How we choose to respond to the three subjects above will be crucial to determining where we go next and what results we create. We could choose to expect businesses and governments to shoulder the responsibility of fixing the problems; laying the blame squarely at their feet and relying on their power to deliver answers. However this might be counterproductive if every day we choose to buy coffee in disposable cups with plastic lids, eat shrimp without verifying where it was fished from, and drive cars with big engines. A lasting shift towards a more positive future is unlikely to occur from the masses assuming a powerless, victim role; we have become weakened and lazy from living within the confines of that paradigm for long enough. Perhaps lasting change is more likely to occur if we choose the tougher road of dispelling our ignorance and powerless stance, and instead embracing awareness, discipline, passion, responsibility and courage. A perfect antidote to toxins entering at the base of a food chain and becoming concentrated up the chain, is for new thinking and action to be embraced at the grassroots level and create a spiraling bottom-up approach.

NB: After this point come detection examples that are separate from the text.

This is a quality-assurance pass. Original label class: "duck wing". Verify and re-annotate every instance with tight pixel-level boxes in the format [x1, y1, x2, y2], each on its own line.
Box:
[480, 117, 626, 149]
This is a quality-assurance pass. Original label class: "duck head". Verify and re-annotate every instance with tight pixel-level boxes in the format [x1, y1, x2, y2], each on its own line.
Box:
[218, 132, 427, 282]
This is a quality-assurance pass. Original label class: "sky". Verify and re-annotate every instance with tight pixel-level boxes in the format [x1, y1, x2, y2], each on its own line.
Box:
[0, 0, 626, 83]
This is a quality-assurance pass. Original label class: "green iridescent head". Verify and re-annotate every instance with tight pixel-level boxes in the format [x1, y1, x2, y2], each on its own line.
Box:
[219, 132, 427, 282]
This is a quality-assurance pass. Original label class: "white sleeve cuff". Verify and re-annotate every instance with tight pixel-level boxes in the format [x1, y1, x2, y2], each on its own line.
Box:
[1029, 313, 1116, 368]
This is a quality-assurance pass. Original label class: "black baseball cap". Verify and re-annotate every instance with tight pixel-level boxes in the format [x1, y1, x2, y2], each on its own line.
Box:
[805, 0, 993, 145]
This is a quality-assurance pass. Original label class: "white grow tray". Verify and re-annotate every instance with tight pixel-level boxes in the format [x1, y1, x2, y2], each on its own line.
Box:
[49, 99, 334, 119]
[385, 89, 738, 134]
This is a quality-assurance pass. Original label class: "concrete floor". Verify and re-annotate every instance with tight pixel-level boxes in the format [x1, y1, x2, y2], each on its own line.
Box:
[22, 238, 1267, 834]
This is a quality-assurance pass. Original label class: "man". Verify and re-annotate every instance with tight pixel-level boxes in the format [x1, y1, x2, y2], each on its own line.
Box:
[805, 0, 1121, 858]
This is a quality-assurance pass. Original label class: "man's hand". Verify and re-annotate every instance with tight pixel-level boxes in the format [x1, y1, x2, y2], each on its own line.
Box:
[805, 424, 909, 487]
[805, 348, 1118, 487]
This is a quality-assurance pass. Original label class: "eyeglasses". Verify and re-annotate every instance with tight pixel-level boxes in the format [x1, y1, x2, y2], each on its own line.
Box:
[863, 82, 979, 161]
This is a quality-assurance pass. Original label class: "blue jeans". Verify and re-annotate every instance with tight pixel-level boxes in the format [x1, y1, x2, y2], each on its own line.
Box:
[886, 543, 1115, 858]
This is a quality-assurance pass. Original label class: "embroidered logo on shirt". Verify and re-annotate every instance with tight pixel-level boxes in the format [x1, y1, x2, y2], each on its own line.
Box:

The conference ended with a sharing of ideas for how we can all embrace change in whatever small or large way it is within our sphere of influence to do. Ideas that were offered from attendees, included such simple ones as “carry your own cup everywhere”, “observe nature and keep a record”, “talk to kids and get them outside in the natural world”, “check how and where your seafood is fished”, “watch your personal habits and always leave things better than you found them”.
Sometimes the small things in life are the hardest; they are not exciting, they do not go ‘bang’ and they do not show big results fast. But, it is the small things as well as the large that make a difference, just as it requires the participation of many people from many walks of life. Whatever we make of our world today and tomorrow, we can be sure that it will be a product of us all, whether directly or indirectly. The American Cetacean Society conference served to engender an attitude of positive participation; of choosing freely to be actively involved. Because, after all, who wants to play the cowardly, disempowered sidekick in a movie, when, deep down, we all have the capacity to play a braver, wiser and more honorable role?